The designer’s Red Label womenswear line and her menswear line, formerly known as Man, which used to show in Milan, will now make up the mainline women’s and men’s offering under the Vivienne Westwood umbrella. The move came as part of the brand’s wider strategy to streamline its labels and collections.
“Reduce our company in size. And reduce it to its essentials. Selling only what we love. Our whole structure will be directed by quality. Buy less, choose well, make it last. Together Andreas and I head the design teams for all lines,” explained Vivienne Westwood.
Co-ed and See-Now-Buy-Now
Vivienne Westwood isn’t the only label uniting men’s and womenswear together, the growing trend to showcase a combination of both collections will be seen at: Nigel Cabourn (January 6); Katie Eary, Astrid Andersen, Agi and Sam x The Woolmark Company, Casely-Hayford and YMC (January 7); Christopher Raeburn, Maharishi (January 8); and Belstaff, John Smedley (January 9).
In addition, some brands are also embracing the See-Now-Buy-Now model including: Barbour (January 6); What We Wear, Edward Crutchley, and Agi and Sam’s collaboration with The Woolmark Company (January 7); Maharishi and Chester Barrie (January 8); and John Smedley (January 9).
MAN and Fashion East under one roof
London’s talent platforms Fashion East and Topman’s MAN Fashion East and Topman’s MAN will showcase their catwalk presentations for the first time under one roof at the Topman Showspace at the Old Selfridges Hotel.
Topman MAN will take place on January 6 showcasing a full catwalk collection for the first time from Per Götesson, alongside Charles Jeffrey Loverboy, Feng Chen Wang. While Fashion East, the non-profit initiative founded by Lulu Kennedy, will be presenting James Buck and Luke Brooks’ Rottingdean Bazaar for the second time following their debut in June, alongside newcomers Art School, another creative duo, comprising Eden Loweth and Tom Barratt for their debut within the group showcase on January 7.
Celebrity faces
Fashion week always brings out a few celebrities, but this season there will be a few showcasing collections including Will.i.am’s luxury trainer brand MCCVIII in collaboration with his brother Carl Gilliam, who will be hosting a presentation on January 7. The brand is currently stocked in Harrods and Harvey Nichols and features three silhouettes the Pharaoh High Gold Plated, the Pharaoh High and the Pharaoh Low.

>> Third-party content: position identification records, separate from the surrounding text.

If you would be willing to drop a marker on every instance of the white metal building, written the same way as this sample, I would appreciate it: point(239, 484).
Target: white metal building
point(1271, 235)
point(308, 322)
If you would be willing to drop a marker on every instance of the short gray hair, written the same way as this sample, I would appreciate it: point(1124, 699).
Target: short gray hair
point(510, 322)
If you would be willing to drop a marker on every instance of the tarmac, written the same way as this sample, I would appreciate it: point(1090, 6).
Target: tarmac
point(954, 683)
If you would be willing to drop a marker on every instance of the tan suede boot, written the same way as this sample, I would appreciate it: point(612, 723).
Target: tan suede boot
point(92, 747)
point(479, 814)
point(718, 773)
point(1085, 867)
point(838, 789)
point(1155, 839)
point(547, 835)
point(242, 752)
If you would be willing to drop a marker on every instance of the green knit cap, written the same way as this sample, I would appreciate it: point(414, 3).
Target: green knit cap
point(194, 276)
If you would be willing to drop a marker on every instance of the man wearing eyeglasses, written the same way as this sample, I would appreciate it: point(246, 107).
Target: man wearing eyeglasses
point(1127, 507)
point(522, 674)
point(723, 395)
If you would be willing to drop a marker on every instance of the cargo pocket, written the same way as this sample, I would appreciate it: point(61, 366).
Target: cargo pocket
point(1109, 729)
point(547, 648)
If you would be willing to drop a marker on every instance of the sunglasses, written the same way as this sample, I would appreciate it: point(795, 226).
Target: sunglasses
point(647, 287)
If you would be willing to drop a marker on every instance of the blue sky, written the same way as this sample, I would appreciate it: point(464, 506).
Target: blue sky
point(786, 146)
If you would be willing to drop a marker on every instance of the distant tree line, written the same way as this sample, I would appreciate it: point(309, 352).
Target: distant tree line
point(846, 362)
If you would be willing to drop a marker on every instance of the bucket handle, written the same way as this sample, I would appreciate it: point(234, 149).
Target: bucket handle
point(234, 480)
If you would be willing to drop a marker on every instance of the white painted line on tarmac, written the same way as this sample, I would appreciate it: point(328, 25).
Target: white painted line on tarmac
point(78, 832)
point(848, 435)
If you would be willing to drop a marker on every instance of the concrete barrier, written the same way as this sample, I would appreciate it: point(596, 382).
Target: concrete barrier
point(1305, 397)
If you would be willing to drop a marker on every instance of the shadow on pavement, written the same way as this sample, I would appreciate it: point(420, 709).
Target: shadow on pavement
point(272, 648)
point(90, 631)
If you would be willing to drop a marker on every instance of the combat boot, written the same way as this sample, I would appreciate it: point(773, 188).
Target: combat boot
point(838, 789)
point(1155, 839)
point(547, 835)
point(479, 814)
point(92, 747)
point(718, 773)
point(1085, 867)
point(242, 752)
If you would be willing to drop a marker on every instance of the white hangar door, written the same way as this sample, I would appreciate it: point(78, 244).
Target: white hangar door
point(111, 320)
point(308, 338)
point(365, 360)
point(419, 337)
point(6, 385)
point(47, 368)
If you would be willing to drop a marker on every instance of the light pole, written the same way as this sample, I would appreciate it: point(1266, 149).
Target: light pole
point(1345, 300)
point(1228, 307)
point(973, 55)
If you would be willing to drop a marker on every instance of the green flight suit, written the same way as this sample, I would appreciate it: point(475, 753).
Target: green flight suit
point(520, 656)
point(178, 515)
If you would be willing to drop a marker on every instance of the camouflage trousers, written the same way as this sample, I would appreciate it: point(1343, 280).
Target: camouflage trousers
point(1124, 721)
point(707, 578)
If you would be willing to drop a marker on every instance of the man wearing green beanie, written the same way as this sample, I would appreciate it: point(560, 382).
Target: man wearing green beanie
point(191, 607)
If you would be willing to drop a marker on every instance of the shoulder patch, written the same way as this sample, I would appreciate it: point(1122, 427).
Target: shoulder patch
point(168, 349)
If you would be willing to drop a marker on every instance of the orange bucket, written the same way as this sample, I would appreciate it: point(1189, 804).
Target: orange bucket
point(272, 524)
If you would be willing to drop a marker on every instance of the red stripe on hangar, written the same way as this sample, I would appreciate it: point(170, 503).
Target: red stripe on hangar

While the biggest draw is likely to be Tinie Tempah’s debut catwalk show for his label Disturbing London, known as DSTRB LDN. No details of what to expect have been announced, just that it has been inspired by Victoria’s Secret’s extravaganzas.
“I just want to take some of the influence of things I’ve seen not only in Italy but when I’ve gone to Victoria’s Secret shows, just incorporating everything into one exciting show,” Tempah told the Evening Standard. “It will be very fun.”
In addition, Kent and Curwen designed by Daniel Kearns and part-owned by David Beckham, will debut its new-look with a catwalk show on January 7.
Emerging talent to watch
As you would expect from a fashion week in London there’s a lot of emerging talent to keep an eye on, including Phoebe English who will be showcasing her second menswear collection on January 6 at the British Fashion Council presentation space. There will also be collections from Edward Crutchley, who has impressed with his contemporary menswear offering (January 7), while LVMH Prize winner Grace Wales-Bonner will showcase on January 9 and Craig Green, winner of the third BFC/GQ Designer Menswear Fund will show in the Topman Show Space on January 6.
London Fashion Week Men’s will take place from January 6-9 at The Store Studios, 180 Strand, London.